Margaret had no love of notoriety, or taste for eccentricity, to goad her, and no weak fear of either. Willingly she was confined to the usual circles and methods of female talent. She had no false shame. Any task that called out her powers was good and desirable. She wished to live by her strength. She could converse, and teach, and write. She took private classes of pupils at her own house. She organized, with great success, a school for young ladies at Providence, and gave four hours a day to it, during two years. She translated Eckermann's Conversations with Goethe, and published in 1839. In 1841, she translated the Letters of Gunderode and Bettine, and published them as far as the sale warranted the work. In 1843, she made a tour to Lake Superior and to Michigan, and published an agreeable narrative of it, called "Summer on the Lakes."

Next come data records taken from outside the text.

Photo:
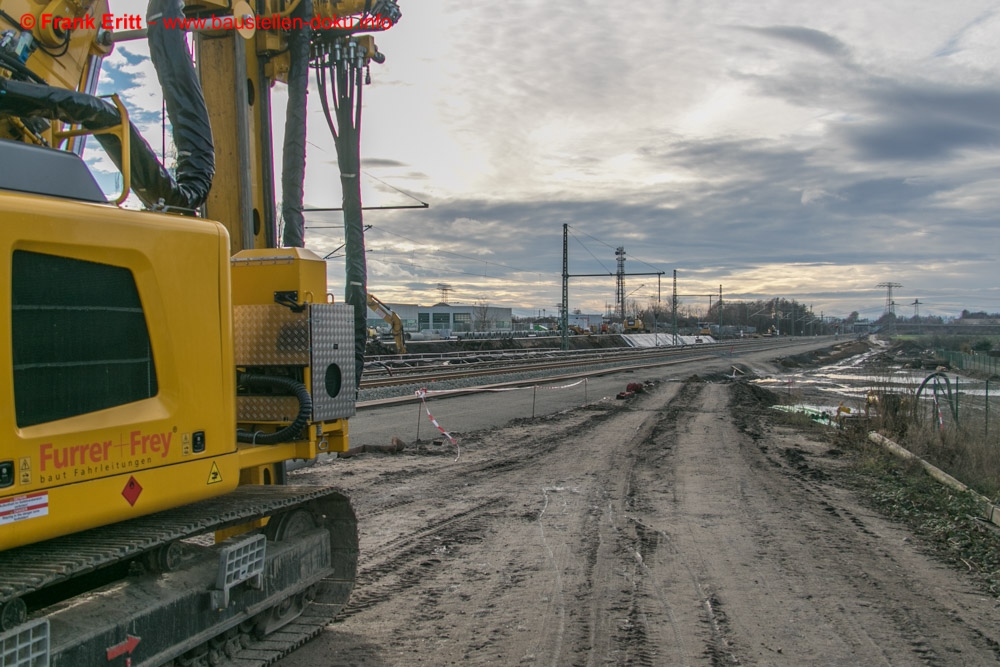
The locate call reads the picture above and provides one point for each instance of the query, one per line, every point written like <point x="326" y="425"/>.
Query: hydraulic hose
<point x="291" y="431"/>
<point x="294" y="150"/>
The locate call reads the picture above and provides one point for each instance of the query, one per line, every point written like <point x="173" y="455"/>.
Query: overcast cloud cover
<point x="801" y="149"/>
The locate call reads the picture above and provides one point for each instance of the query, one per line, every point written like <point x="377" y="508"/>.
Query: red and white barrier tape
<point x="422" y="393"/>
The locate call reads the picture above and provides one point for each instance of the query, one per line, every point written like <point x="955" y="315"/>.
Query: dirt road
<point x="652" y="532"/>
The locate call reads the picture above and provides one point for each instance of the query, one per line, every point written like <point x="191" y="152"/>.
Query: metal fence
<point x="971" y="362"/>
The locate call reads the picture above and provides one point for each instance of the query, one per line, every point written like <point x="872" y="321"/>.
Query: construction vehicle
<point x="392" y="319"/>
<point x="162" y="365"/>
<point x="634" y="325"/>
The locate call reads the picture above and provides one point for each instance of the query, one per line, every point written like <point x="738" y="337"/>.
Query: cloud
<point x="816" y="40"/>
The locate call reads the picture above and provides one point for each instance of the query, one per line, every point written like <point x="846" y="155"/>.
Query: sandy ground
<point x="670" y="529"/>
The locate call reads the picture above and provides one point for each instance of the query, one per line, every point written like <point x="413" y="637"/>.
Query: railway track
<point x="473" y="364"/>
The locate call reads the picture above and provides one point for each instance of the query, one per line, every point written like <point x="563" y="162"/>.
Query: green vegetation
<point x="945" y="517"/>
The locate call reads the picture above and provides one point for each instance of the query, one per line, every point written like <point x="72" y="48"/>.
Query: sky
<point x="780" y="148"/>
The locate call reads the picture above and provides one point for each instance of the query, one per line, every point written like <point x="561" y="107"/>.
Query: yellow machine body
<point x="175" y="443"/>
<point x="268" y="285"/>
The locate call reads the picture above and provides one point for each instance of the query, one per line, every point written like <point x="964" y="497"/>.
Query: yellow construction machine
<point x="392" y="319"/>
<point x="161" y="365"/>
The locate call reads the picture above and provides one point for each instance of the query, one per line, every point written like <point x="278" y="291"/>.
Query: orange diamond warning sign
<point x="131" y="491"/>
<point x="214" y="476"/>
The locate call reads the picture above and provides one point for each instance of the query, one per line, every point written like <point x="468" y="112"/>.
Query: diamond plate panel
<point x="257" y="409"/>
<point x="332" y="328"/>
<point x="270" y="335"/>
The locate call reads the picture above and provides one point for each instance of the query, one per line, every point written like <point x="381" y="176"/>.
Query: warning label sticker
<point x="214" y="476"/>
<point x="21" y="508"/>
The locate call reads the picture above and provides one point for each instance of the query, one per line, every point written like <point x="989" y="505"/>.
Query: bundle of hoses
<point x="290" y="432"/>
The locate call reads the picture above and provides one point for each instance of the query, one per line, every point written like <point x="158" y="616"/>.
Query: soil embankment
<point x="679" y="527"/>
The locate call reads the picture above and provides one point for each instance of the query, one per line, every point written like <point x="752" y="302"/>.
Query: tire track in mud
<point x="634" y="622"/>
<point x="413" y="559"/>
<point x="647" y="542"/>
<point x="410" y="560"/>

Apparently a more pretending, but really also a private and friendly service, she edited the "Dial," a quarterly journal, for two years from its first publication in 1840. She was eagerly solicited to undertake the charge of this work, which, when it began, concentrated a good deal of hope and affection. It had its origin in a club of speculative students, who found the air in America getting a little close and stagnant; and the agitation had perhaps the fault of being too secondary or bookish in its origin, or caught not from primary instincts, but from English, and still more from German books. The journal was commenced with much hope, and liberal promises of many coöperators. But the workmen of sufficient culture for a poetical and philosophical magazine were too few; and, as the pages were filled by unpaid contributors, each of whom had, according to the usage and necessity of this country, some paying employment, the journal did not get his best work, but his second best. Its scattered writers had not digested their theories into a distinct dogma, still less into a practical measure which the public could grasp; and the magazine was so eclectic and miscellaneous, that each of its readers and writers valued only a small portion of it. For these reasons it never had a large circulation, and it was discontinued after four years. But the Dial betrayed, through all its juvenility, timidity, and conventional rubbish, some sparks of the true love and hope, and of the piety to spiritual law, which had moved its friends and founders, and it was received by its early subscribers with almost a religious welcome. Many years after it was brought to a close, Margaret was surprised in England by very warm testimony to its merits; and, in 1848, the writer of these pages found it holding the same affectionate place in many a private bookshelf in England and Scotland, which it had secured at home. Good or bad, it cost a good deal of precious labor from those who served it, and from Margaret most of all. As editor, she received a compensation for the first years, which was intended to be two hundred dollars _per annum_, but which, I fear, never reached even that amount.